Die Separatisten im Osten der Ukraine haben Kinder bei einem Waisenhaus versammelt, um mit ihnen die Evakuierungen nach Russland zu beginnen. Das berichtet die russische Nachrichtenagentur Interfax am Freitag.
Zuerst sollten "Frauen, Kinder und ältere Leute" in Sicherheit gebracht werden, sagte der Chef der Donezker Separatisten, Denis Puschilin, in einer am Freitag veröffentlichten Ansprache. "Eine zeitweise Ausreise bewahrt Ihnen und Ihren Verwandten das Leben." Die Separatisten warfen dem ukrainischen Präsidenten Wolodymyr Selenskyj vor, er wolle "in nächster Zeit" eine Offensive starten. Puschilin sagte, dass die Kampftruppen bereit seien, das "Staatsgebiet" gegen einen Angriff der Ukraine zu verteidigen. "Wir werden siegen", sagte er zum Ende der Videobotschaft.
Die Situation im Donbass steuere auf einen Krieg zu. "Leider ja", sagte Puschilin in einer Sendung des Fernsehsenders "Rossija 24" und beantwortete damit die Frage, ob die Lage im Donbass auf einen ausgewachsenen Krieg zusteuere.
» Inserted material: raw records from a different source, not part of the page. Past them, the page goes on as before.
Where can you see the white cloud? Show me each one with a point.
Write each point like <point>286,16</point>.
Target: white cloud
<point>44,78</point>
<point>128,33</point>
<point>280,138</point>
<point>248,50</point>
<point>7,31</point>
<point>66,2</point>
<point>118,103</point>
Das berichtete die Agentur RIA Nowosti am Freitag
Lautes Sirenengeheul
Ähnlich wie Puschilin äußerte sich kurze Zeit später auch die Führung der zweiten Separatisten-"Republik" Luhansk. Auch von dort sollten Zivilisten evakuiert werden. Wenig später berichteten Augenzeugen davon, dass im Zentrum der Separatistenhauptstadt Donezk lautes Sirenengeheul zu hören war.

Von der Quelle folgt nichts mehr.